Ciclabile in Valbrembana: riaperto il tratto Ambria-San Pellegrino crollato a ottobre - BergamoNews
I lavori

Ciclabile in Valbrembana: riaperto il tratto Ambria-San Pellegrino crollato a ottobre

Un tratto di 150 metri, distrutto dalla piena del fiume Brembo quando il maltempo aveva fatto registrare disagi in varie zone della Bergamasca

È stato riaperto venerdì 19 marzo, nella frazione di Ambria, il tratto di pista ciclopedonale che collega la frazione di Zogno con San Pellegrino Terme.

Un tratto di 150 metri, distrutto il 3 ottobre scorso dalla piena del fiume Brembo, quando il maltempo aveva fatto registrare vari disagi in Valle Brembana e in diverse zone della Bergamasca. La piena del fiume aveva provocato il crollo dell’intero tratto di pista ciclabile, interrompendone il tracciato e provocando la rottura delle tubature che trasportano l’acqua potabile da San Pellegrino fino ad Ambria e Spino al Brembo, oltre a lasciare pericolosamente a vista il metanodotto ed alcuni fili elettrici.

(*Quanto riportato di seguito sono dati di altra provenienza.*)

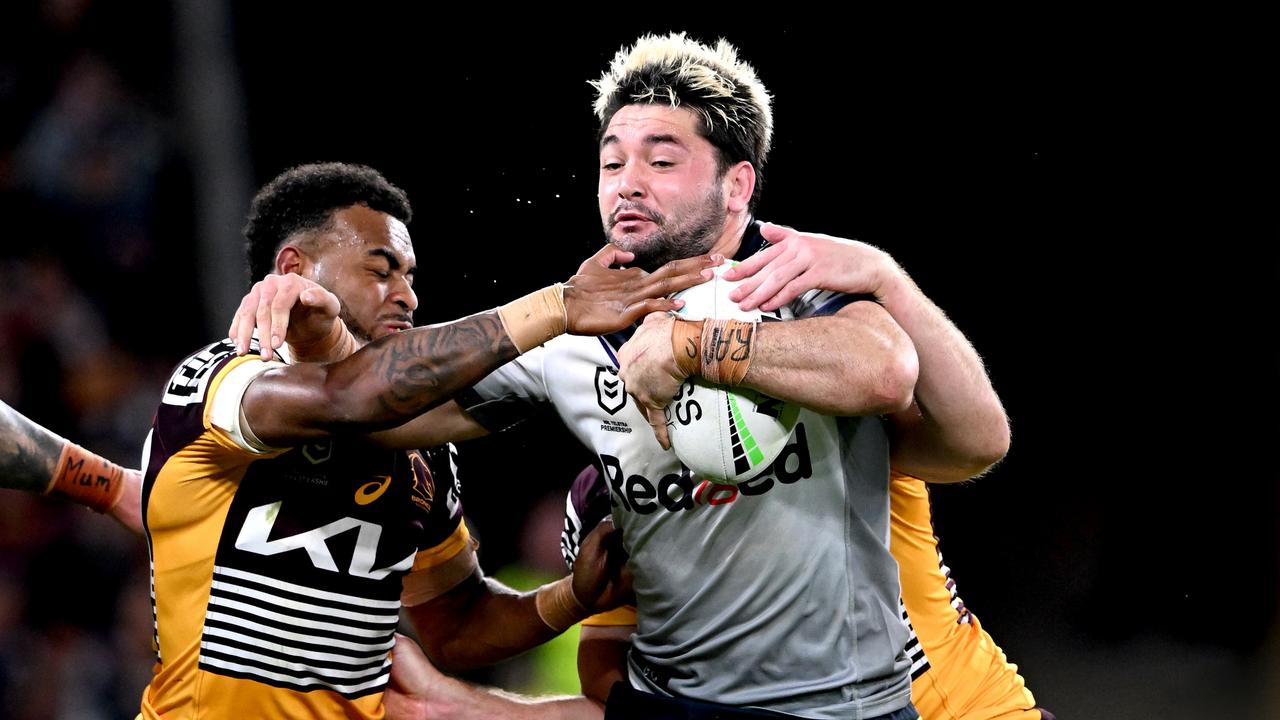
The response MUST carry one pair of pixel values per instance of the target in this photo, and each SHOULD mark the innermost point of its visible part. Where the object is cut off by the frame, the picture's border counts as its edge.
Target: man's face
(368, 261)
(659, 191)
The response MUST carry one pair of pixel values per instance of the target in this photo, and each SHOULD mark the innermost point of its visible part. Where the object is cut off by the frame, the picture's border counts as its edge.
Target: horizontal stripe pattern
(914, 650)
(289, 636)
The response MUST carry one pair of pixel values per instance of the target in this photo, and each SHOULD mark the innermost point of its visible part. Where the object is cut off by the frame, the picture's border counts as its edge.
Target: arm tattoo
(425, 367)
(28, 452)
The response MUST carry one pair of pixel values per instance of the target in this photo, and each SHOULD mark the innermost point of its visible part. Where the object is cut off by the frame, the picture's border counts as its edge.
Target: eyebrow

Dopo l’immediata messa in sicurezza ed il ripristino del gas (oltre ad interventi di Enel e Uniacque per la riattivazione dell’energia elettrica e dell’approvvigionamento idrico), il 19 ottobre scorso sono iniziati i lavori di ripristino idrogeologico da parte di Snam spa.

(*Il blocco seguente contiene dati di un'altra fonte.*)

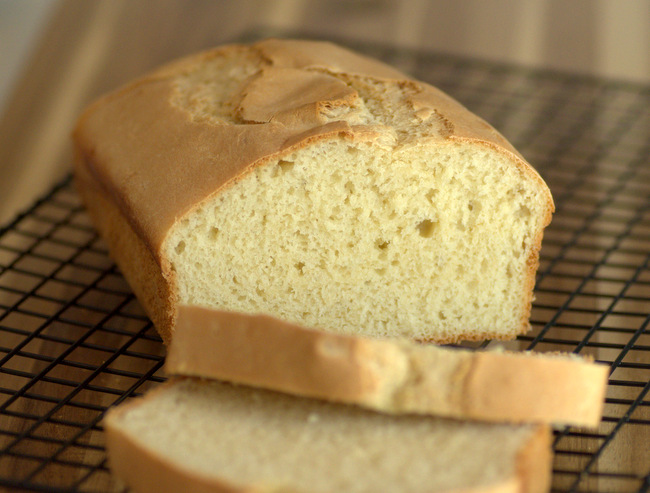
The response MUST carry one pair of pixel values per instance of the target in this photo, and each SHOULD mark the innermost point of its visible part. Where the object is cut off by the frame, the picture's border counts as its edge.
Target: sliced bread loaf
(199, 436)
(395, 376)
(302, 180)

“Lavori durati quasi 5 mesi, con opere di protezione spondale e di ricostruzione dell’intero tratto di pista ciclopedonale crollato – spiega Giuliano Ghisalberti, assessore ai lavori pubblici di Zogno – . Nel frattempo, a monte e a valle del tratto in questione, abbiamo provveduto a sistemare ulteriori barriere protettive in alcuni punti critici a ridosso del fiume”. Dopo cinque mesi, la pista ciclopedonale della Valle Brembana torna ad essere percorribile nella sua interezza.